In the replace (/… /, replacement) :

When replacement is a function, one more Groups object is passed at the end of the argument list

"04-25-2017".replace(/(? <month>\d{2})-(? <day>\d{2})-(? <year>\d{4})/, (... args) => { const groups = args.slice(-1)[0] const {day, month, year} = groups return `${day}-${month}-${year}` })Copy the code

Regular programming

This is the most critical part, learn to use ah, we will share in the re in the front-end programming application.

Regex will eventually be implemented into a programming language, so let’s take a look at regex programming.

Regular processing can be divided into the following four categories:

  • Verify text content
  • Extract text content
  • Replace text content
  • Cut text content

Let’s take them one by one

Verify text content

** Note: ** is about lastIndex, which is where the re will start the next match; Four methods of a string, each match starts at zero, that is, lastIndex remains the same; The exec and test methods of the re will change the value of lastIndex at the end of each match.

var regex = new RegExp(/^\d{4}-\d{2}-\d{2}/.'g')
regex.test('2021-12-21') // true
console.log(regex.lastIndex ) / / 10
regex.test('2021-12-21') // false
console.log(regex.lastIndex ) / / 0
Copy the code

Since we’re doing text validation here, we don’t have to find all of them.

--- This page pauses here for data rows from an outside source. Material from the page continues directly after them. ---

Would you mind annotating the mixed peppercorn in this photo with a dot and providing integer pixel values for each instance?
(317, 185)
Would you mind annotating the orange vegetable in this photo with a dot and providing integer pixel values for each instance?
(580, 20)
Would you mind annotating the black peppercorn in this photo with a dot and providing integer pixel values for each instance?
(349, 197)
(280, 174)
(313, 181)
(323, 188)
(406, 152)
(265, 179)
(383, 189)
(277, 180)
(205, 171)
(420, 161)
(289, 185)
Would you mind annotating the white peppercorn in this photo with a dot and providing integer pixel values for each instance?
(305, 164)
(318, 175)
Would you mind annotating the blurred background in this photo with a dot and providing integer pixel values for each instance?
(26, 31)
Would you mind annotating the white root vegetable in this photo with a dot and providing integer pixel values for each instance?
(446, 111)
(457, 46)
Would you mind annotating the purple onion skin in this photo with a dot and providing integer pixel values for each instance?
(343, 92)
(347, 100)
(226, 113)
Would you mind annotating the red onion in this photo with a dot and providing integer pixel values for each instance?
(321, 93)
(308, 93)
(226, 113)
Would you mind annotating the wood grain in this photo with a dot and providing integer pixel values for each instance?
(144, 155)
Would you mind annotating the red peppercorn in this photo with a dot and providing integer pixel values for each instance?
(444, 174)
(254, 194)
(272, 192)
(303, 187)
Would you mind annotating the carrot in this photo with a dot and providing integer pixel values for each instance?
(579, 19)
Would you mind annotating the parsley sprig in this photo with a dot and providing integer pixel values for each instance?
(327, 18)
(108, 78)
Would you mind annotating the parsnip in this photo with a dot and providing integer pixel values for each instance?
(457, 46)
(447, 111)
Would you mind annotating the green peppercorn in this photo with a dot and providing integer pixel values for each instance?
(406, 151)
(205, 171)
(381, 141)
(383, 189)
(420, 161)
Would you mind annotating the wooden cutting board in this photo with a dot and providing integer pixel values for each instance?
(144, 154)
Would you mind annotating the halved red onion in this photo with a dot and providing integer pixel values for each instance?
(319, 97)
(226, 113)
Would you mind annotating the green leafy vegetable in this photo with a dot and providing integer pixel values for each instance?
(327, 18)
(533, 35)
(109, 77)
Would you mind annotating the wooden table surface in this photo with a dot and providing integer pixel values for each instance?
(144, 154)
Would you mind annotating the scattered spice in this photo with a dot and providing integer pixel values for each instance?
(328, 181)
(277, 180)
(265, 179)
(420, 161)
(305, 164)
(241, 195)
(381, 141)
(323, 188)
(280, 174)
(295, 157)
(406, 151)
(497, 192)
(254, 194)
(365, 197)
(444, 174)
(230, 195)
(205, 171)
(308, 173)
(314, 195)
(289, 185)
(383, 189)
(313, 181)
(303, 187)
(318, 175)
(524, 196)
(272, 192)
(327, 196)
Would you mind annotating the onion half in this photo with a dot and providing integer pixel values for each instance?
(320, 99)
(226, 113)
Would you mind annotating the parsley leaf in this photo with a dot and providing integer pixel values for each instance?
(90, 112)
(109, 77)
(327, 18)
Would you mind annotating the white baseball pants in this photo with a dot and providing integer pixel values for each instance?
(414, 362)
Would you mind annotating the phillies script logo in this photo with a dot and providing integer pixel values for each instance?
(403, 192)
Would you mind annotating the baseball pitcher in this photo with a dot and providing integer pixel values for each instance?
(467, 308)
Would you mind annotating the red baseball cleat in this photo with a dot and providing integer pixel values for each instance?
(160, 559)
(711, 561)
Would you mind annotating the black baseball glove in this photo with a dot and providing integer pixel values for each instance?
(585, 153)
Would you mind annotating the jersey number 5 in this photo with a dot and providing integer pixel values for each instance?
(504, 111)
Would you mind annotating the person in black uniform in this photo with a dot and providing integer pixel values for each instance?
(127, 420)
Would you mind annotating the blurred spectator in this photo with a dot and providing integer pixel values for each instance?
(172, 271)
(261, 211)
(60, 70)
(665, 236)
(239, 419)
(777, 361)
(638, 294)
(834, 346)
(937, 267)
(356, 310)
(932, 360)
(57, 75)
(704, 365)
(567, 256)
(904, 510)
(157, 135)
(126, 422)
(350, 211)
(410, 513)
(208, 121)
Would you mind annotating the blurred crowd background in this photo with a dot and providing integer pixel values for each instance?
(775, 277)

Therefore, it is recommended not to set g mode when using RegExp.

String method: search

Search converts the string to a regular

Regex method: test

Extract text content

String method: match

Match converts a string to a regular

** Note: the return value of the **match method is related to the modifier G (null if there is no match).

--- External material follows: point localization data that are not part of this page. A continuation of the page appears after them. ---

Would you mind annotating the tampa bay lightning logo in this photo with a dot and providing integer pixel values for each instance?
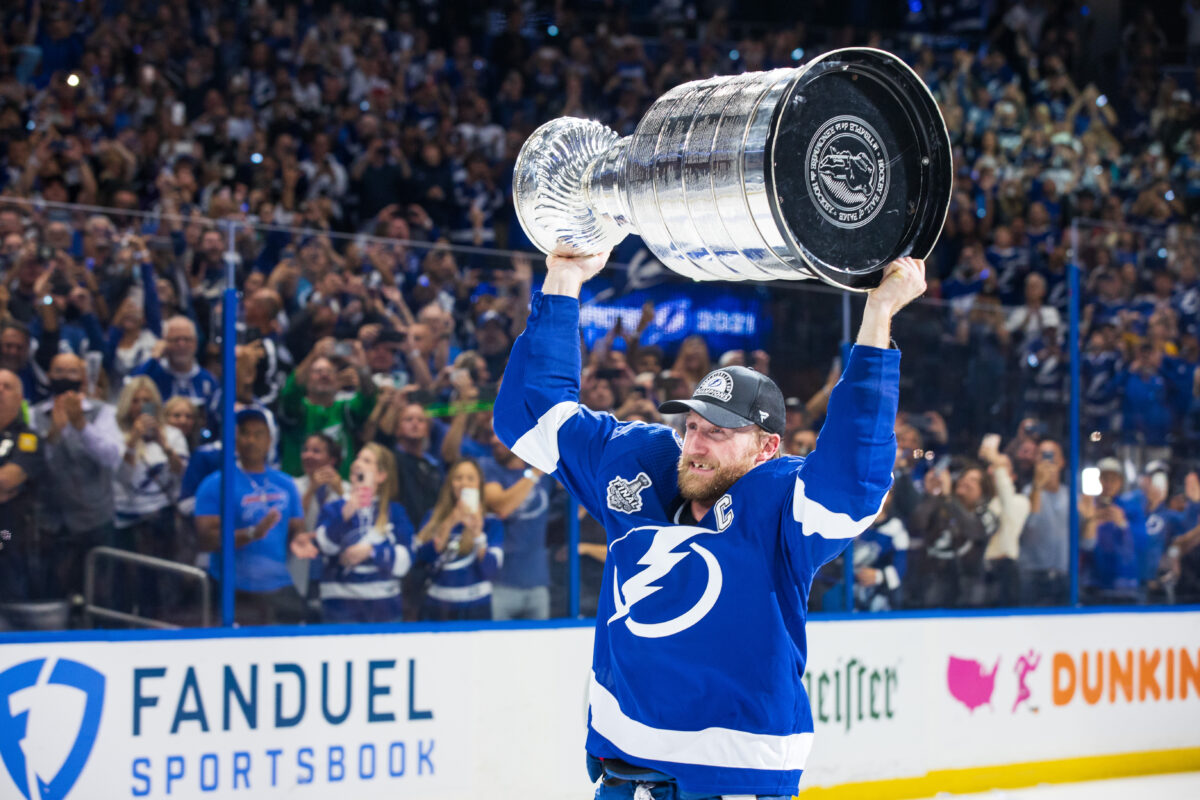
(16, 704)
(717, 384)
(659, 560)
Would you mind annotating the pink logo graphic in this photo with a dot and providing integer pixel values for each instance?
(1025, 665)
(969, 683)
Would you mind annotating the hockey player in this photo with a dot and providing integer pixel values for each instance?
(713, 541)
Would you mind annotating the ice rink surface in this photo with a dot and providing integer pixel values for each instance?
(1182, 786)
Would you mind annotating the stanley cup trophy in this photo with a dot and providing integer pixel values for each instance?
(829, 170)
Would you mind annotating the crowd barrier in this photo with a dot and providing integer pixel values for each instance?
(904, 707)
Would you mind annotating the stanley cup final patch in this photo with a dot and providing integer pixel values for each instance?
(627, 495)
(847, 172)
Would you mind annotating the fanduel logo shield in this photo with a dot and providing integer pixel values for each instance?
(18, 696)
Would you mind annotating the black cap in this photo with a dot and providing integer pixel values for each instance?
(733, 397)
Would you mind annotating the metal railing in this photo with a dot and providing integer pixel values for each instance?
(147, 561)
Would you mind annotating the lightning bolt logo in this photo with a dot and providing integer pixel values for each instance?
(659, 559)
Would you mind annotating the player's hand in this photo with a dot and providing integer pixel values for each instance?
(567, 275)
(904, 281)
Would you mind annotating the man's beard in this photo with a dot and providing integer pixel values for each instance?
(708, 488)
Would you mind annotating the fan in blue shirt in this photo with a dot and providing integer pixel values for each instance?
(364, 542)
(713, 542)
(520, 495)
(269, 518)
(461, 548)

  • No g: returns the standard matching format, that is, the first element of the array is the contents of the whole match, followed by the contents of the group capture, followed by the first subscript of the whole match, and finally the target string

  • G: returns an array containing all matches

The regular method: exec

Exec is more powerful than match and can solve the problem that match has no index information with the modifier G. With exec, the re stores the position where the next match starts on the re’s attribute lastIndex

Replace text content

String method: replace

Cut text content

String method: split
  • You can have a second argument that represents the maximum length of the result array
  • If the re uses groups, the resulting array contains delimiters

Summary of front-end related apis

  • string
    • match
    • split
    • search
    • replace
  • RegExp
    • test
    • exec

conclusion

Make a summary, draw knowledge graph, convenient for their own memory, but also convenient to share with others

3 + 1 metacharacter; 3 + 1 common metacharacter; 3 + 1 regular quantifier; 3. Quantifier matching mode; 3 + 1 regular matching pattern; 3 + 1 regular logic

Firstly, the material metacharacter has four dimensions, namely [character group], [reverse character group], [common character group] and [blank character], which can be remembered as [3 + 1].

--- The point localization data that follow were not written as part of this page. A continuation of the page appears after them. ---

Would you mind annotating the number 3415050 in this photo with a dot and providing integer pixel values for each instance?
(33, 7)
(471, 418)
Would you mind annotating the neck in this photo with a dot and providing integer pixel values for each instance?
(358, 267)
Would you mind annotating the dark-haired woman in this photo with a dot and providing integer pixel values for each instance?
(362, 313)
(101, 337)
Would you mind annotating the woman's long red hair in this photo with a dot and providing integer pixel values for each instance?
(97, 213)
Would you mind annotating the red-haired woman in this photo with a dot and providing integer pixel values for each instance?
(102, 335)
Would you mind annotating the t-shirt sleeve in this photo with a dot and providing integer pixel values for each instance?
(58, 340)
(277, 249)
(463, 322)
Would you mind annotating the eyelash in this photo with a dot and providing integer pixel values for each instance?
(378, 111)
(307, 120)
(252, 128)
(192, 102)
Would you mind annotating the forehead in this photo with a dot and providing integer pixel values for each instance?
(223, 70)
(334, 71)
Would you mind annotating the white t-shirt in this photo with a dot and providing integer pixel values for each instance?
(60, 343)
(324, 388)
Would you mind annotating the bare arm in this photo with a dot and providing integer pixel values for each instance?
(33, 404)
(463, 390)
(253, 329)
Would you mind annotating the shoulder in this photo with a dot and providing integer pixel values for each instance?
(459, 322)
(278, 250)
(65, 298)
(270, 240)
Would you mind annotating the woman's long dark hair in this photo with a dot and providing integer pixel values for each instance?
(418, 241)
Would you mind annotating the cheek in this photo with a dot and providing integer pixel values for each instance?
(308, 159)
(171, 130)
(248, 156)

Once we understand character groups, we need to understand scale, which is a term in re – quantifier 3+1.

Quantifiers are also concerned with the problem of patterns, because quantifiers have a range, which means they are more or less desirable, but computers are not allowed to have ambiguity, so there are three modes of quantifiers;

Since quantifiers have patterns, the re itself naturally has patterns. There are [3+1] patterns for [case, multi-line, point matching, remarks].

Positioning, for example, requires not only the absolute information of itself, but also the relative location information, which is called assertion in the re. There are three cases, [beginning and end of line, word boundary and circumferential], among which there are four cases of circumferential

As programming language, we have the fragmentary material is not enough, also need logic, exist in the regular branch statement | and priority groups, group has three categories, the default group, named non capturing group and group

At this point, we have summarized the overall context of the re in a very concise summary statement.

The end of the

I hope I can make you understand and remember it once. I want to echo from the beginning to the end and try to realize it by myself. Some needs will be found that if we use the regular Angle, there will be a lot of magical ways to achieve it.